12th Annual Report on Commercial Production/Top Spots ’97: Jammin’ on animation for Coke

*In This Report

BEHIND THE SCENES WITH TOP SPOTS WINNERS:

Direction/cinematography B3

Editing B4, B6

Art Direction B7

Animation B8

Sound B10, B11

Performance B12

THE YEAR IN SPOTS SURVEY:

Canadian commercial production houses B14

Canadian animation houses B20

* * *

As the leaves began to change colors, students stuffed books into backpacks and headed back to school and football made a comeback, Coca-Cola was ready for a fresh new spot with a fall theme encompassing all of these elements related to the transitional season.

The Brief: The agency, McCann Erickson, Atlanta, was looking for an illustrator with ‘a cool and interesting style’ to team up with Toronto’s Cuppa Coffee Animation to produce something unprecedented which would incorporate the required generic stock footage of happy people pouring and enjoying Coke in a spot with a ‘Fall Mindset.’

The Concept: After checking out many different illustrators, the u.s. agency selected New York-based Rich Borge to produce some 2D and 3D elements and images out of a variety of materials such as wood, paper and fabric.

Although the agency at this point was unsure how the spot would work, the plan was for Borge to work in collaboration with Cuppa Coffee, which would bring its own design to the table, complementing Borge’s creative and bringing life and motion to his drawings and props.

Since the original boards were conceived well before an illustrator was on board they were vague and needed to be revamped by the imaginations of Borge, Cuppa exec producer Adam Shaheen and director Justin Stephenson on a trip to the Big Apple where the three hung out ‘jammin’ on ideas.’

What they came up with was a concept to build three different wooden boxes, very organic in nature, with bits of tape, peeling paint and the qualities of something handmade that held, somewhat abstractly, the Coca-Cola logo shot under a motion-control system.

Short, wide and tight camera moves across the boxes meant they could light them in an interesting way, allowing the dimensions and depth to be apparent.

Next Borge created a rotating apple, a flower made out of wood and a bus, among other things, all of which were shot and composited in and around the live-action stock footage in the After Effects suite, where 90% of the spot was put together.

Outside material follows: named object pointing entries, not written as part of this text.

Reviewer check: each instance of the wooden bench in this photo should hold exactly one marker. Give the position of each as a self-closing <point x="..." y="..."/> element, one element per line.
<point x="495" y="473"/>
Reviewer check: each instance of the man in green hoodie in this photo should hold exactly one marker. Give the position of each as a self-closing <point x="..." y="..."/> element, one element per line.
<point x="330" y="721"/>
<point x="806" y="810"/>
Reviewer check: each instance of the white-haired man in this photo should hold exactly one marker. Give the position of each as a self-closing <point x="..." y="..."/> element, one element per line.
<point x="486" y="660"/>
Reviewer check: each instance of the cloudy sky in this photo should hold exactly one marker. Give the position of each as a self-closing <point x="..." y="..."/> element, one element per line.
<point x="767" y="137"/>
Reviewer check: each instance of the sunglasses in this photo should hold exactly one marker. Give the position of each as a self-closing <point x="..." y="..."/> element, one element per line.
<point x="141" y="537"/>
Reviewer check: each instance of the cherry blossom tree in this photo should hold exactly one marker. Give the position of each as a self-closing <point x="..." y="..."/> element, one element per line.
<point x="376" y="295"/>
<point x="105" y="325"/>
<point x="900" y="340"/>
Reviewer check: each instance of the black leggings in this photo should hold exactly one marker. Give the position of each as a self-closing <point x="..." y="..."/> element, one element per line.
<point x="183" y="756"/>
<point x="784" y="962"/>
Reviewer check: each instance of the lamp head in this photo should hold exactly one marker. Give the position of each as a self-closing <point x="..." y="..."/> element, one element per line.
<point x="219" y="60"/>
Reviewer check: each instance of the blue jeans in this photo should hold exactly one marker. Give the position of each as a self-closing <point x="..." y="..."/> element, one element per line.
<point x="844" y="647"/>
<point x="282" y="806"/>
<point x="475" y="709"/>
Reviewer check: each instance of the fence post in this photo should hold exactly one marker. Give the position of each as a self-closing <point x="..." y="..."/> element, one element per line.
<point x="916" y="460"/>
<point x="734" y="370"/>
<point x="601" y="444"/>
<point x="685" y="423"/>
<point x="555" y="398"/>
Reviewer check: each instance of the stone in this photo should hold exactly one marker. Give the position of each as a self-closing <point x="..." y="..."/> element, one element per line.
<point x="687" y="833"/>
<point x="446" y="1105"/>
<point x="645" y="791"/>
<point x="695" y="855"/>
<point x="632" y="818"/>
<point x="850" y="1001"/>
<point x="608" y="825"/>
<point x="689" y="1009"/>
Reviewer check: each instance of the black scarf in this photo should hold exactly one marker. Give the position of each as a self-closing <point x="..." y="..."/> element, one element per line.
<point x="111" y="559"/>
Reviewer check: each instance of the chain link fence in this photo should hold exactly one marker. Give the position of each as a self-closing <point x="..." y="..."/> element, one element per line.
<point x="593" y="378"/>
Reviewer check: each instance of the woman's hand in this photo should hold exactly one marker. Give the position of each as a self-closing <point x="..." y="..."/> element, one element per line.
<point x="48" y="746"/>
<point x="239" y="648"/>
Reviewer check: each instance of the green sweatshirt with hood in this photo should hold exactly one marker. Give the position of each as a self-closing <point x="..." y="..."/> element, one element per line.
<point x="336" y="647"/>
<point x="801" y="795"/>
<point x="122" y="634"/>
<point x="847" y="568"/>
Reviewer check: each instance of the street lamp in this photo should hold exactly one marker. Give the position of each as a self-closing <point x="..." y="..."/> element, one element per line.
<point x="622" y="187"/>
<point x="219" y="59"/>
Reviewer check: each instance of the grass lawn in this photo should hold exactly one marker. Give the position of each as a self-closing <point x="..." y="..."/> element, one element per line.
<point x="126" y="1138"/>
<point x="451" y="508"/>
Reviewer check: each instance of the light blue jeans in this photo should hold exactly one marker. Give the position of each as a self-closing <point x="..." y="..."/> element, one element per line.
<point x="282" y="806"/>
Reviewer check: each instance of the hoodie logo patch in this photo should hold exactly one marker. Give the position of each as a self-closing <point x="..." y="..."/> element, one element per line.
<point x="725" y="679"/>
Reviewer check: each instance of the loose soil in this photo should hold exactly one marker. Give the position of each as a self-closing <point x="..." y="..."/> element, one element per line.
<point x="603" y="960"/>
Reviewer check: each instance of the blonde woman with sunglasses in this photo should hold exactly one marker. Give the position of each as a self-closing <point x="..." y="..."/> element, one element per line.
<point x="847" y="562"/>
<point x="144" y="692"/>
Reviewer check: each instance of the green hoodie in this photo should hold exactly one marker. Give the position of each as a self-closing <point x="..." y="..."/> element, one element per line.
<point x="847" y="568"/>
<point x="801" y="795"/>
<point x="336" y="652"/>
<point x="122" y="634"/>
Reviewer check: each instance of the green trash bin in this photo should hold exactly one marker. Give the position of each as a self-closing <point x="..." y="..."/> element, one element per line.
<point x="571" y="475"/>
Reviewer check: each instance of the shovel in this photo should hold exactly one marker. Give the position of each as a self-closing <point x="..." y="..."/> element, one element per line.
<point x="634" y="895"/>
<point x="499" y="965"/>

Some of the online and final posting were done on a Henry at Command Post.

Stephenson says what makes this spot interesting is that it integrates things that are more technologically based, like compositing, with those that are more organic, like stop-motion animation.

‘It is an integration of two almost mutually exclusive techniques, stop-motion and post-production layering,’ says Stephenson. ‘It is kind of exciting and has a very different feel.’

The biggest challenge of the project was to integrate the mandatory crisp clean stock footage shots of people drinking Coke and work them somewhat seamlessly into the very organic stop-motion animation piece by adjusting colors and levels, adding noise, defocusing and basically just messing up the pictures so that they matched the new and natural background.

Shaheen says Cuppa Coffee’s visually innovative, eclectic style and reputation for working with those who don’t necessarily have a background in animation, like Borge, helped land them the job.

But he says he sells Cuppa on the fact that it is full of people who are non-traditional animators. ‘I look for people who are from an illustrator background or an experimental film or animation background, theater design, photography, whatever, sometimes everything but animation.’

And as we move out of the fall and into the dreaded Canadian winter a new Cuppa Coke spot will soon be hitting the airwaves, this time a ‘Christmas Mindset,’ on which Shaheen will once again be working with an illustrator (this time out of Toronto). The new spot will also incorporate different elements but with more of a dimensional stop-motion set and characters, taking it through the same process in order to produce a slightly different feeling.